Posted on August 5, 2013 at 4:32 PM

(BaseballStL) -- Although most of the suspended players’ names linked to the Biogenesis scandal were known before the punishment came down, the St. Louis Cardinals and manager Mike Matheny can breathe a little easier knowing no curveball was thrown their way.

The names included three All-Stars: Nelson Cruz of the Texas Rangers, Jhonny Peralta of the Detroit Tigers and the San Diego Padres’ Everth Cabrera. It also linked Alex Rodriguez, who was handed down the stiffest penalty -- a ban through next season. Nine other players were suspended for 50 games for their relationship with Biogenesis.

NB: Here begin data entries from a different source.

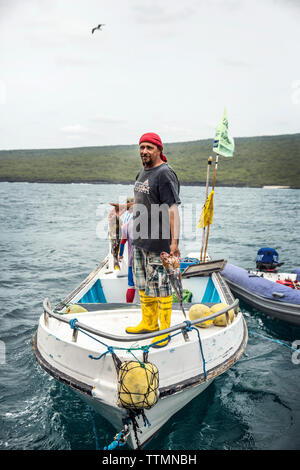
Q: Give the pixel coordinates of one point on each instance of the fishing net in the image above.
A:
(138, 385)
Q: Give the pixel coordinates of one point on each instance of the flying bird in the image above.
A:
(97, 27)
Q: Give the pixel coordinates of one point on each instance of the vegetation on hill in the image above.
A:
(258, 161)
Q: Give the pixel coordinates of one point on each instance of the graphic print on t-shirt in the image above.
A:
(142, 187)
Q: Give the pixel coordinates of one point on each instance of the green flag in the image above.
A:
(223, 144)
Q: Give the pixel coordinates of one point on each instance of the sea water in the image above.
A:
(52, 237)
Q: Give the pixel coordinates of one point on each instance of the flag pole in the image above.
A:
(213, 189)
(209, 162)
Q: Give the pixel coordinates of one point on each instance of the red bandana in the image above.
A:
(154, 139)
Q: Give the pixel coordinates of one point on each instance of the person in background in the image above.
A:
(127, 237)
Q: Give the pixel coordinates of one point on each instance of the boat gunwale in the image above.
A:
(132, 338)
(164, 392)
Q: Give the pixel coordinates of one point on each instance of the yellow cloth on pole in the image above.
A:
(207, 213)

But no Cardinals were named, as expected.

“We’re glad that none of our guys’ names were on that list,” Matheny said. “I’ve said it before, we don’t sit around and judge the people for the decisions they make. We try to support our guys, but we also try to encourage them to make good decisions in the short term and for over the long haul and the good of the organization.”

Matheny acknowledged Monday’s suspension news will go down in baseball history, albeit a black eye to the sport, but believes it’s another step in cleaning the sport that has been riddled with performance-enhancing drugs.

“I hope so,” Matheny said. “I think everybody felt like that was going in the right direction before and I think it’s always going to be a challenge because there’s going to be people trying to push it in new directions.

“It’s going to be a cat-and-mouse game, but hopefully guys give up on that realizing the risk is not worth the reward and they find a way to put that behind them as an option. I think it’s going to be hopefully where the game is going to be soon.”

Some would argue that today’s drug policy isn’t harsh enough on repeat offenders. For example, players who use PEDs have still been signed to multi-year contracts worth a lot of money.

The consensus in baseball appears to have shifted from turning the other way to tackling the problem with a more stiff approach.

“I think it takes big decisions, tough decisions in order to make big changes,” Matheny said.